En plus de la faiblesse des moyens alloués à l’application de règlement, nous avons constaté de profondes incohérences dans les rares rapports de contrôle que nous avons pu consulter. Dans beaucoup de cas, l’inspection signale un défaut de traçabilité sans conclure pour autant au non-respect de la réglementation. C’est ainsi que les activités des sociétés ISB France et Pierre Robert, que nous poursuivons en justice, ont été déclarées conformes au règlement européen malgré l’évidence des manquements émaillant leurs activités. 

L’État fait par ailleurs preuve d’une opacité totale et entrave les travaux de recherche qui sont faits par la société civile sur le sujet. Le ministère de l’Agriculture n’a jamais communiqué de bilan de l’application de ce règlement et n’a publié aucune information suite aux contrôles effectués dans le cadre de celui-ci. Aucun rapport de contrôle, aucune éventuelle mise en demeure n’a été rendue publique. Avec France Nature Environnement, nous avons sollicité en 2021 la communication par le ministère de l’Agriculture d’informations sur les contrôles ayant eu lieu entre 2017 et 2020. La Commission d’accès aux documents administratifs a émis un avis favorable à ces demandes. Malgré cet avis, le ministère refuse toujours de nous répondre et nous avons donc dû saisir le Tribunal administratif de Paris en décembre 2022.

Tirer les leçons de la législation sur le bois illégal pour un règlement européen sur la déforestation efficace

Le règlement sur lequel se fondent nos deux plaintes sera abrogé par un nouveau règlement plus ambitieux – mais perfectible – visant à interdire la commercialisation dans l’Union européenne de tout produit issu de la déforestation.
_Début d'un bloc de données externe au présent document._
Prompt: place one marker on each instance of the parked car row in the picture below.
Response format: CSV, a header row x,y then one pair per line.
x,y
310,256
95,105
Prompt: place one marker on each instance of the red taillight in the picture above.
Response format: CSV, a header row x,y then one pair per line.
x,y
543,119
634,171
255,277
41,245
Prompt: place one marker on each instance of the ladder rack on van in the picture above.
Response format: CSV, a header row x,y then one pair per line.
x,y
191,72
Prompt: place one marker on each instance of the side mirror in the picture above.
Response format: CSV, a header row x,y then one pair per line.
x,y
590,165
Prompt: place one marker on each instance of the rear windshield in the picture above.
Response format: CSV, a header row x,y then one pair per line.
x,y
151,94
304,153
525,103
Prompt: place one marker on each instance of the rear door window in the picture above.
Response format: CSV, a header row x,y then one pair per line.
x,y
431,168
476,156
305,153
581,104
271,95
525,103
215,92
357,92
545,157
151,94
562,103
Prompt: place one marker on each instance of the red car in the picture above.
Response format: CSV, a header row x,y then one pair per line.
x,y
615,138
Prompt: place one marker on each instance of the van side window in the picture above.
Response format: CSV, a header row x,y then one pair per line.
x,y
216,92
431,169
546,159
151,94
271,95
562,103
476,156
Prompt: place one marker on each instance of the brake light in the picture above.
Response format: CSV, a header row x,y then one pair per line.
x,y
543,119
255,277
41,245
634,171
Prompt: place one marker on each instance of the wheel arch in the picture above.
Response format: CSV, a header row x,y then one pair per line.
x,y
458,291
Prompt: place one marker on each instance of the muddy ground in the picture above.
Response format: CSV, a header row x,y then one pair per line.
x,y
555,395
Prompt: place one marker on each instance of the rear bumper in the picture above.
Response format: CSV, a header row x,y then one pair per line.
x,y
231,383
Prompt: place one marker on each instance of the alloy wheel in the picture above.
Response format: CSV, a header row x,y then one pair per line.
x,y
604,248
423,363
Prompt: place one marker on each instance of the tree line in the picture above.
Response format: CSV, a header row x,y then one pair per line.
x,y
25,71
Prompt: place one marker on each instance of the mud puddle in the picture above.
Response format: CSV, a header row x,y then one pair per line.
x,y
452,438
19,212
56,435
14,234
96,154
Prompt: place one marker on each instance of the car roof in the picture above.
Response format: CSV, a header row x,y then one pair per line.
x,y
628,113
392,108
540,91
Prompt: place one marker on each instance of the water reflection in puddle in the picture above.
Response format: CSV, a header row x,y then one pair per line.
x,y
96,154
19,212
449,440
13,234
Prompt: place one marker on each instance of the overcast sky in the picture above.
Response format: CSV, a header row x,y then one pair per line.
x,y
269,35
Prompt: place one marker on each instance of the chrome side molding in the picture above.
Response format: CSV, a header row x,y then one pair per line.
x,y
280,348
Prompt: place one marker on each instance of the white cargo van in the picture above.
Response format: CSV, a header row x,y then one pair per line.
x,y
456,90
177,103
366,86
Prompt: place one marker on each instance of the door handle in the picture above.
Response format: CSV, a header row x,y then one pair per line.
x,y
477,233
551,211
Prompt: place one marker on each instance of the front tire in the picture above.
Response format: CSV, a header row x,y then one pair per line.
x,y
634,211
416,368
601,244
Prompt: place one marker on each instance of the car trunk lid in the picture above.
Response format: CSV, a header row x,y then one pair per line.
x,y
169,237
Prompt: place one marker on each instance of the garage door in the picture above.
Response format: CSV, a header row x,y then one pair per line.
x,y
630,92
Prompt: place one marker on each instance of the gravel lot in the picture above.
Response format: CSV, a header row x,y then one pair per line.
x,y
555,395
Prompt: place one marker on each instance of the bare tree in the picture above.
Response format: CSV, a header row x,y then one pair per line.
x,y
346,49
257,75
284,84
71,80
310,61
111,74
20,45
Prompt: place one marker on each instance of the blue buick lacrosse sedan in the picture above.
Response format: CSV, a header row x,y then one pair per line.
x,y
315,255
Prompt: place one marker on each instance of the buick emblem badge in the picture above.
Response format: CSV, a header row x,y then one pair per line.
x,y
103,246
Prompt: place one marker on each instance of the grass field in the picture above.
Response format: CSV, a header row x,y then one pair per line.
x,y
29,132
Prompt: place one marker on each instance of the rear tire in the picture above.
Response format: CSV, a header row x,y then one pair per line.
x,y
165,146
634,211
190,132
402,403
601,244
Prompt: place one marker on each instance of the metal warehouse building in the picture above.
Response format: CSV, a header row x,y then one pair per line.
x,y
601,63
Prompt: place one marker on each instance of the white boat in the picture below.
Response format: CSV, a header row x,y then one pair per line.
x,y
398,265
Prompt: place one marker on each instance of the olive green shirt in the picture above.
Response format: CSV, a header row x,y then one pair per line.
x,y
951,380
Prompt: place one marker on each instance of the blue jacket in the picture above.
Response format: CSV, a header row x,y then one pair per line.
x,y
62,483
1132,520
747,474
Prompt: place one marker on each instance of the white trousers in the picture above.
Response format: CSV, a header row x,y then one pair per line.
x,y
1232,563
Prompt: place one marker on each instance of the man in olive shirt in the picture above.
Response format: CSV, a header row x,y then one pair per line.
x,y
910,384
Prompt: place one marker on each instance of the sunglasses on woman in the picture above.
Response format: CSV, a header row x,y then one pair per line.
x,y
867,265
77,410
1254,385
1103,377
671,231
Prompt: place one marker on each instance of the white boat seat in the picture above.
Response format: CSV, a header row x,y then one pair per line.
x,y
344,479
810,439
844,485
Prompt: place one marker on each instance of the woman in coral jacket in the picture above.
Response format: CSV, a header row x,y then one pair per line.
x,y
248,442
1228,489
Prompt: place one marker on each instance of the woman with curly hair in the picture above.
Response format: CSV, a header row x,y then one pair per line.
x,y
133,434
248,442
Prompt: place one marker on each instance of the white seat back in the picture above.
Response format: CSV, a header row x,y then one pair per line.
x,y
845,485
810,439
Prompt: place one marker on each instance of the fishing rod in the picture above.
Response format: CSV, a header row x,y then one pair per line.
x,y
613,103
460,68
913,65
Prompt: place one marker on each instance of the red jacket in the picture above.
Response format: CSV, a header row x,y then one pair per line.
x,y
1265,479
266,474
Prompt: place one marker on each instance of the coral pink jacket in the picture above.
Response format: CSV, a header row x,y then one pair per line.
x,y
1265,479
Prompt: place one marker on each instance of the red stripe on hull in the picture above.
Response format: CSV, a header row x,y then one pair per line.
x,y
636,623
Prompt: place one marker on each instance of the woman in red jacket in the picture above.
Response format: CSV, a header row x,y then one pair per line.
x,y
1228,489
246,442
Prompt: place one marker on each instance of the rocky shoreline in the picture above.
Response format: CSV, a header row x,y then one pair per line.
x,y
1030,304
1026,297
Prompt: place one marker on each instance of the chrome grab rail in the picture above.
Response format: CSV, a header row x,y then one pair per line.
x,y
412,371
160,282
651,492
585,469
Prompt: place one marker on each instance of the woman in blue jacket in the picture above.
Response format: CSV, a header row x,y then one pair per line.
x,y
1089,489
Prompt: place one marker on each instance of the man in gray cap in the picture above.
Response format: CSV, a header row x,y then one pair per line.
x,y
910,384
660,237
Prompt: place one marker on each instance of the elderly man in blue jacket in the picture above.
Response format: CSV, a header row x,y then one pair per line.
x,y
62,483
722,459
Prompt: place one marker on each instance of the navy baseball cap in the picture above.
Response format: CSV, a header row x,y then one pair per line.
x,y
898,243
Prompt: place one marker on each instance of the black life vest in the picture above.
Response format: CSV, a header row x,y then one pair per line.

Suite aux leçons tirées du règlement sur le bois illégal, cette nouvelle législation, qui couvre entre autres la commercialisation du bois dans l’UE, fixe un nombre minimum de contrôles à effectuer annuellement et impose à chaque État de nommer des autorités « fonctionnellement indépendantes » qui auront « les ressources nécessaires pour répondre aux obligations fixées par la réglementation » (article 14). Les premiers contrôles pourront avoir lieu à partir du 30 décembre 2024. 

Tous les États membres se doivent de faire appliquer scrupuleusement ce nouveau règlement qui s’attaque au sujet de la déforestation. Ce fléau, aujourd’hui responsable d’au moins 12 % des émissions de gaz à effet de serre mondiales, est associé à d’innombrables violations des droits humains et met en péril la biodiversité terrestre. La France doit oeuvrer dès à présent à la bonne mise en oeuvre de ce nouveau règlement et :

Au-delà de faire appliquer stricto sensus ce règlement, elle doit également soutenir des révisions ambitieuses de celui-ci afin qu’il couvre, à terme, d’autres écosystèmes et d’autres commodités et étende son champ d’application au secteur financier.